Title: 3D Model of Synchronous Calcium Signals in Ventricular Myocyte

Abstract: Synchronized calcium signaling (SCS) is characterized by high gradient near the t-tubule membrane and low gradient in the cytoplasm in the transverse direction, which enables ventricular myocyte to respond rapidly and forcefully to electrical and chemical stimuli. We developed a 3D continuum model to investigate the role of structural and functional cellular components in regulating SCS. The model currently includes: 3D geometry of a single t-tubule and its surrounding half-sarcomeres; spatially distributed L-type calcium channel (LCC), sodium calcium exchanger and calcium pump; calcium entry and extrusion across the sarcolemma membrane; and calcium diffusion and buffering by ATP, fluo-3 and troponin C. To solve the reaction diffusion system, the finite element method in space was used in combination with the finite difference method in time.
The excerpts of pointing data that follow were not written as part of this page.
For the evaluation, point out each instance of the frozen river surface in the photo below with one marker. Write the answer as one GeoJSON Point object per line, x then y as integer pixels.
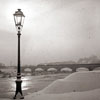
{"type": "Point", "coordinates": [30, 84]}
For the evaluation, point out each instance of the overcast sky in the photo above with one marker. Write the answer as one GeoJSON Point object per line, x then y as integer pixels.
{"type": "Point", "coordinates": [54, 30]}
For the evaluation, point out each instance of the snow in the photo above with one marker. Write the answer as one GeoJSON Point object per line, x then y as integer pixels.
{"type": "Point", "coordinates": [86, 86]}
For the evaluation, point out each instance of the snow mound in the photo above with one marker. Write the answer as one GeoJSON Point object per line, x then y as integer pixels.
{"type": "Point", "coordinates": [76, 82]}
{"type": "Point", "coordinates": [86, 95]}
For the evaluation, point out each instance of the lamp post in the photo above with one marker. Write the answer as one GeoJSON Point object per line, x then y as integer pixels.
{"type": "Point", "coordinates": [19, 20]}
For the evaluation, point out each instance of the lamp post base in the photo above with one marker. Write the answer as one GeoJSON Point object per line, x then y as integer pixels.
{"type": "Point", "coordinates": [18, 89]}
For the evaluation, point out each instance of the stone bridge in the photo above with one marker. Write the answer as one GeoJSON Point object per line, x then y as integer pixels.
{"type": "Point", "coordinates": [74, 67]}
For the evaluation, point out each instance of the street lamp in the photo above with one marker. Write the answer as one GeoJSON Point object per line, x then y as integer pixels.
{"type": "Point", "coordinates": [19, 20]}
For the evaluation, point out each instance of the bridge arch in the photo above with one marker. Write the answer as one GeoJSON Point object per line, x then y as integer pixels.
{"type": "Point", "coordinates": [97, 69]}
{"type": "Point", "coordinates": [52, 70]}
{"type": "Point", "coordinates": [82, 69]}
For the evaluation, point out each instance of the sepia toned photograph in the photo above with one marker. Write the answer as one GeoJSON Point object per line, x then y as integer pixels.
{"type": "Point", "coordinates": [49, 49]}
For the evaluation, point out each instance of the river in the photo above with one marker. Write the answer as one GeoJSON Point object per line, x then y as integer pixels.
{"type": "Point", "coordinates": [30, 84]}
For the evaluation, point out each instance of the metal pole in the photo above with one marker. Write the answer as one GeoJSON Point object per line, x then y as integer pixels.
{"type": "Point", "coordinates": [18, 70]}
{"type": "Point", "coordinates": [18, 81]}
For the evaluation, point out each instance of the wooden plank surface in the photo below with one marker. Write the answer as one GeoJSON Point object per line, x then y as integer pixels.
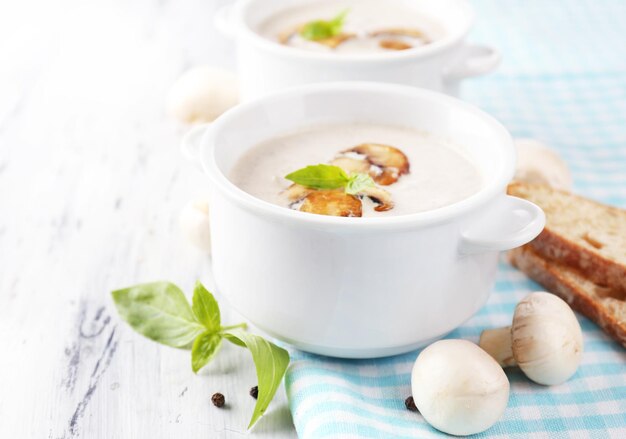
{"type": "Point", "coordinates": [91, 186]}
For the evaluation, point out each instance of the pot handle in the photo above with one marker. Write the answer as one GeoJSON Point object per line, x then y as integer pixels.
{"type": "Point", "coordinates": [510, 223]}
{"type": "Point", "coordinates": [223, 20]}
{"type": "Point", "coordinates": [475, 60]}
{"type": "Point", "coordinates": [190, 144]}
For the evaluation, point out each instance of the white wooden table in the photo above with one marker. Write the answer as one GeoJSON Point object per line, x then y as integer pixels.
{"type": "Point", "coordinates": [91, 186]}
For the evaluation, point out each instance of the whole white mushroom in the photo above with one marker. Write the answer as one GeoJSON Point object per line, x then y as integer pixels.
{"type": "Point", "coordinates": [458, 387]}
{"type": "Point", "coordinates": [536, 163]}
{"type": "Point", "coordinates": [202, 94]}
{"type": "Point", "coordinates": [194, 222]}
{"type": "Point", "coordinates": [544, 340]}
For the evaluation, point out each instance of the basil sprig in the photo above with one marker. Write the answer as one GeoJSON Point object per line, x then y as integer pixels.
{"type": "Point", "coordinates": [322, 29]}
{"type": "Point", "coordinates": [331, 177]}
{"type": "Point", "coordinates": [160, 311]}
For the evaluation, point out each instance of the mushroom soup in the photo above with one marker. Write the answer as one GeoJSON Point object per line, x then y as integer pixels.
{"type": "Point", "coordinates": [357, 169]}
{"type": "Point", "coordinates": [351, 27]}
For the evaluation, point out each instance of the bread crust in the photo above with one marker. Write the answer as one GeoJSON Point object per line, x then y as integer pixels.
{"type": "Point", "coordinates": [593, 301]}
{"type": "Point", "coordinates": [552, 245]}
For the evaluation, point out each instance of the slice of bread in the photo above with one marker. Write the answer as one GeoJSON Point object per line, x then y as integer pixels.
{"type": "Point", "coordinates": [600, 304]}
{"type": "Point", "coordinates": [580, 233]}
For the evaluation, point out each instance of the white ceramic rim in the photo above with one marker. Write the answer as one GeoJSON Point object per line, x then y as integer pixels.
{"type": "Point", "coordinates": [448, 41]}
{"type": "Point", "coordinates": [447, 213]}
Results suggest that both t-tubule structure and the spatially heterogeneous distribution of calcium handling proteins are important for SCS. The model predicts that two aspects of heterogeneous distribution are required: the concentration of calcium handling proteins in the t-tubule membrane to be ~6 times of that in the surface membrane; and the concentration of LCC, in the cytoplasmic end of the t-tubule, to be ~2.3 times of that in the surface membrane end. These results suggest that heterogeneous distribution of calcium handling proteins within the t-tubule may be required for SCS, when the sarcoplasmic reticulum (SR) is inhibited. It also provides a foundation for further studies on the effects of three-dimensional t-tubule geometry and ion channel distribution on calcium dynamics with and without SR.

Bio: Kathy Lu is a research assistant professor in the Bioengineering department at the University of Illinois. She is interested in working on simulation of calcium dynamics in cardiac myocytes using distributed reaction-diffusion system solver.